En esa diversidad de figuras se suele desequilibrar cierto discurso unívoco y pueden aparecer voces disonantes que son rápidamente controladas por la mirada, la gestualidad y la indicación del conductor. En este sentido, el rol de los invitados cobra real importancia en estos carriles de análisis porque son los que logran confrontar y fisurar la linealidad de la estrategia discursiva. Por tanto, los entrevistados menos pensados o, quizás, aquellos que tienen una personalidad más pasiva, son los que han logrado marcar una diferencia, como las inesperadas intervenciones de Mariana Nannis en PH o Marcela Kloosterboer en la autodenominada #mesaza.
“Cuando en estos programas surge la divergencia y se instaura brevemente un momento de tensión, se observa la activación de un dispositivo y la negación de la controversia”

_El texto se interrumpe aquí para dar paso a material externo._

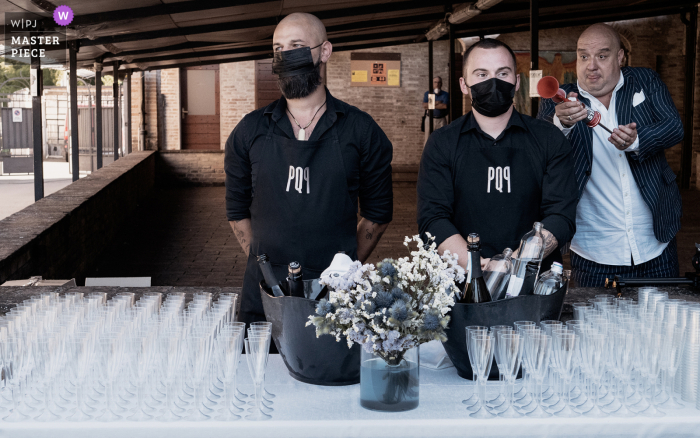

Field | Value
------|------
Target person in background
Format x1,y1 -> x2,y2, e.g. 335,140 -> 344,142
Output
418,39 -> 576,278
224,13 -> 393,323
537,24 -> 683,287
423,76 -> 450,142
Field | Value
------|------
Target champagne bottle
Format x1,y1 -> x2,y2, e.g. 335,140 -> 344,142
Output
483,248 -> 513,301
287,262 -> 304,298
506,222 -> 544,298
459,233 -> 491,304
534,262 -> 564,295
258,254 -> 285,297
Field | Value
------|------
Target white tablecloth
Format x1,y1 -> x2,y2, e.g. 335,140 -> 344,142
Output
0,355 -> 700,438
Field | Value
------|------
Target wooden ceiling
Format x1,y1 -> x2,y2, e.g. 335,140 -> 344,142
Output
0,0 -> 696,70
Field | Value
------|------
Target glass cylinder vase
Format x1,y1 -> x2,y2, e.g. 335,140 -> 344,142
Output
360,347 -> 420,412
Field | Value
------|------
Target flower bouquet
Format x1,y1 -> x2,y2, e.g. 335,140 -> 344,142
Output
307,235 -> 464,410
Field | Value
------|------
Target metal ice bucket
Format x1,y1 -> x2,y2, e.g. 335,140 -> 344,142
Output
260,281 -> 361,386
443,283 -> 568,380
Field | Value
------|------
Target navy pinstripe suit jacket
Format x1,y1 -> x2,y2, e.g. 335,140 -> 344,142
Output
537,67 -> 683,242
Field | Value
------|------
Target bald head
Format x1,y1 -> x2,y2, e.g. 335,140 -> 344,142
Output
272,12 -> 328,50
576,23 -> 625,98
578,23 -> 622,53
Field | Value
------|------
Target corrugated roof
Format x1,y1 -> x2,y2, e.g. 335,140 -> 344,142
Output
0,0 -> 696,70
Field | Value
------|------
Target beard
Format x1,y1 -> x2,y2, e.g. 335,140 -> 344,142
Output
277,61 -> 323,99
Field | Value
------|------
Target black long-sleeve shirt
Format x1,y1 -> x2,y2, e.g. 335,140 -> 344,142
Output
417,110 -> 577,257
224,89 -> 393,224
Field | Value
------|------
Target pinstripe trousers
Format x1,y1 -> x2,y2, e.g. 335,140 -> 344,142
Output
571,237 -> 680,287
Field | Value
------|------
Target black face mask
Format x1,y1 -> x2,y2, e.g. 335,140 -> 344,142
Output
469,78 -> 515,117
272,43 -> 323,78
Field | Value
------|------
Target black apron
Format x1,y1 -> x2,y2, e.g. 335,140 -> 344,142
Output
454,126 -> 562,272
239,120 -> 357,323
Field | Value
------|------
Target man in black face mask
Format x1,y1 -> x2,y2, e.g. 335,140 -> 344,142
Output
224,13 -> 393,323
418,39 -> 577,278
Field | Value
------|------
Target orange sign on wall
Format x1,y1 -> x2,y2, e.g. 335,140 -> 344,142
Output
350,53 -> 401,87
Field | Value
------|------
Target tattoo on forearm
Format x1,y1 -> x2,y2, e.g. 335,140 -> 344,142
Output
542,229 -> 559,257
233,222 -> 250,254
365,222 -> 377,240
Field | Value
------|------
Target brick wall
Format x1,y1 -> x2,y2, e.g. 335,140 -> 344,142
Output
0,151 -> 155,284
326,41 -> 449,164
156,150 -> 225,186
219,61 -> 255,149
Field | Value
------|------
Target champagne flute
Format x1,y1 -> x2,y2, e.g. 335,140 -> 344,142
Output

En función de esto, cuando en estos programas surge la divergencia y se instaura brevemente un momento de tensión, se observa la activación de un dispositivo y la negación de la controversia. El lugar de la conducción se dedica a sentenciar la interpretación sobre la falta al juego del consenso, muchas veces en forma de aclaración o bien, de acusar al invitado de no dialogar, no escuchar, el nuevo pecado de estos tiempos. Quizás porque la fuga depende de una figura pública ajena a la discusión política y queda rápidamente deslegitimada.
Por ello, la homogeneidad pretendida se transforma en discusión o puesta en común de un posicionamiento, a pesar de todos los vaivenes y los intentos por recuperar esa falsa armonía.
Los temas y el procesamiento del dispositivo
Los programas mencionados proponen un encuentro que vincula a gente desde la diferencia y construye una noción de conversatorio. A partir de ello, los programas articulan una intención que plantea unificar puntos de vista y cerrar, desde la armonía, perspectivas comunes y también centrales de la vida. Desde las relaciones de pareja, episodios de ética y moral hasta lo público son charlados en la búsqueda de acuerdos extremadamente generales.
En este avance, la direccionalidad ejercida por parte del conductor siempre redunda entre cuestiones de la agenda, que privilegia la crítica y la agresividad hacia los sectores demonizados por los medios hegemónicos y que tiene una continuidad en las redes sociales (a través de la proliferación de “memes”, imágenes de burla o “gifs”).
En dicho tránsito, muchas veces la voz disonante queda marcada y su palabra es deslegitimada, tanto en el programa televisivo en cuestión como en la secuencia en formato de “meme” o “gif”. Más allá de los argumentos y las explicaciones, las opciones se diluyen y el discurso de ese participante/invitado queda atrapado y vinculado a una ruptura del consenso. En función de esta puesta en movimiento, el dispositivo expone cuáles son las voces a seguir y en qué momentos funciona la democracia: según palabras claves, argumentos moderados y muecas estables.
De esta manera, en estos brindis del consenso neoliberal, no hay derrame. Las regularidades presentes tanto en los temas a discutir, los roles de los conductores y el actuar de los invitados configuran los límites del discurso social. Y aunque se trate sólo de televisión, estas lógicas las observamos reproducidas en otros ámbitos donde la discusión se banaliza, se enreda y profundiza las exclusiones. Por esta razón, aquellos que intentan contextualizar los procesos y discutir políticas públicas se encuentran fuera de las líneas de lo decible y de lo esperable por la coyuntura televisiva.